Split Web Pages into Multiple Documents
You might want to split pages into multiple documents. For example, if you ingest pages from a discussion board you might want to ingest one document for each message on the page.
Connector Framework Server can create documents for sections of a Web page identified using CSS selectors. CFS creates a child document for each section of the page that is identified. Metadata fields (named CHILD_DOCUMENT
) are added to the parent document, to refer to the child documents.
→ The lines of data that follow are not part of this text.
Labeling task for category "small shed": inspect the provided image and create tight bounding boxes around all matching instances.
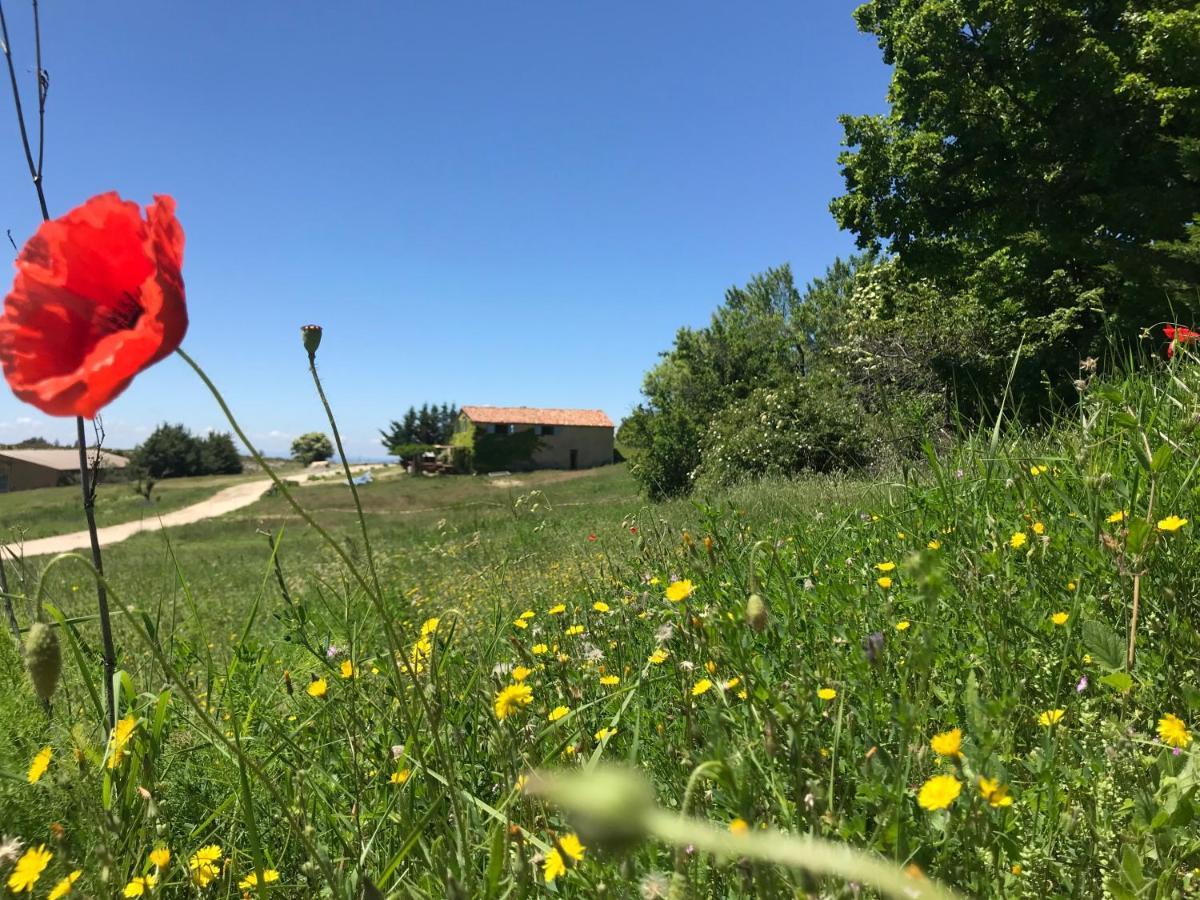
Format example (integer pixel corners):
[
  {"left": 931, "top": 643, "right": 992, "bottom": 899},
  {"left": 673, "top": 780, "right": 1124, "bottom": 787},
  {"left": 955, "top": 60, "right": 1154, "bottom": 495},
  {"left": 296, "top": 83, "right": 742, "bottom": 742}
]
[
  {"left": 457, "top": 406, "right": 613, "bottom": 469},
  {"left": 0, "top": 450, "right": 130, "bottom": 493}
]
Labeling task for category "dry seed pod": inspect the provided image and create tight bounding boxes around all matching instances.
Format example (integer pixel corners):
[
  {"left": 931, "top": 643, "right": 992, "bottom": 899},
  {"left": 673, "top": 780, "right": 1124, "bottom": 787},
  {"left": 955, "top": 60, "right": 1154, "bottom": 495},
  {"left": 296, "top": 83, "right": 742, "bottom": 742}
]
[{"left": 25, "top": 622, "right": 62, "bottom": 700}]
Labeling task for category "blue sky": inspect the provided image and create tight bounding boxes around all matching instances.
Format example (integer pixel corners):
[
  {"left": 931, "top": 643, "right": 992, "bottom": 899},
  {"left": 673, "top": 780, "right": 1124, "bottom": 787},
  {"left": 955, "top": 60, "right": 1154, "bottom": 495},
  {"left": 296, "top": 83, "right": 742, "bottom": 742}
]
[{"left": 0, "top": 0, "right": 888, "bottom": 455}]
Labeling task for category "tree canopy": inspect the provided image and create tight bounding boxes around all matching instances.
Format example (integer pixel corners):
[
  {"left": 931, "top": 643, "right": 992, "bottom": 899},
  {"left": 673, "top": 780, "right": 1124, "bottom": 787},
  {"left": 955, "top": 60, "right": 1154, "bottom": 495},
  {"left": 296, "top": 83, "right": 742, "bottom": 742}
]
[{"left": 832, "top": 0, "right": 1200, "bottom": 368}]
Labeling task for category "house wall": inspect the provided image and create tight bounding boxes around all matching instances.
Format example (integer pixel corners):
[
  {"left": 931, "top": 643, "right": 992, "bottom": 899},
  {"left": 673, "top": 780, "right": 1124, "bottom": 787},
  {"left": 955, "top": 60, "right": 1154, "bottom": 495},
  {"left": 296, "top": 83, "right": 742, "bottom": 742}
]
[
  {"left": 530, "top": 425, "right": 612, "bottom": 469},
  {"left": 0, "top": 457, "right": 70, "bottom": 493},
  {"left": 456, "top": 415, "right": 613, "bottom": 469}
]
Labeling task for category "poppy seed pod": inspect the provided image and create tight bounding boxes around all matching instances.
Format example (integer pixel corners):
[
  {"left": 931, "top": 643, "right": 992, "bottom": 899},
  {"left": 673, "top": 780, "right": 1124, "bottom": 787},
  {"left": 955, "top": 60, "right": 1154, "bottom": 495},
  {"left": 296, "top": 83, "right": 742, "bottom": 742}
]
[
  {"left": 25, "top": 622, "right": 62, "bottom": 700},
  {"left": 746, "top": 594, "right": 767, "bottom": 632},
  {"left": 300, "top": 325, "right": 324, "bottom": 360}
]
To split pages into multiple documents, add the following parameters to your WKOOPHtmlExtraction
task:
ChildDocumentSelector
|
A CSS2 selector that identifies the root element of each child document in the page source. |
ChildReferenceSelector
|
(Optional) An element in the child document that contains a value to use as the document reference. The value you extract should be unique for each child document, because it is used as part of the DREREFERENCE field in the child document. If you do not set this parameter, the connector uses a GUID. Specify the element using a CSS2 selector, relative to the element identified by ChildDocumentSelector . |
For example, consider the following example page which represents messages on a page of a discussion board:
<html> <head> <title>Example Page</title> <meta charset="utf-8"> </head> <body> <div> <h1>Example Page</h1> <div class="content"> <p>content</p> </div> <div class="message"> <h1>Message 1</h1> <p class="meta">some metadata</p> <p>some content</p> </div> <div class="message"> <h1>Message 2</h1> <p class="meta">some metadata</p> <p>some content</p> </div> ... </div> </body> </html>
To create separate documents for the messages contained on this page, you could use the following configuration:
[MyTask] ... ChildDocumentSelector=div.message ChildReferenceSelector=h1
This example would produce the following child document (and a similar document for the second message):
#DREREFERENCE <current_document_reference>:<child_reference> ... #DRECONTENT Message 1 some metadata some content ...
The value of the DREREFERENCE
field is constructed from the reference of the original document and the value of the element identified by the ChildReferenceSelector
configuration parameter. If you don't set this configuration parameter or the element is not found, CFS uses a GUID instead.
CFS adds the reference of the original document to the fields DREPARENTREFERENCE
and DREROOTPARENTREFERENCE
. It also adds an HTML_PROCESSING
metadata field that contains any metadata and links that are extracted from the child document.
The DRECONTENT
field is populated with text extracted from the HTML elements that you identified as belonging to the child document.
Connector Framework Server automatically adds fields to the parent document, named CHILD_DOCUMENT
, that contain the references of associated child documents.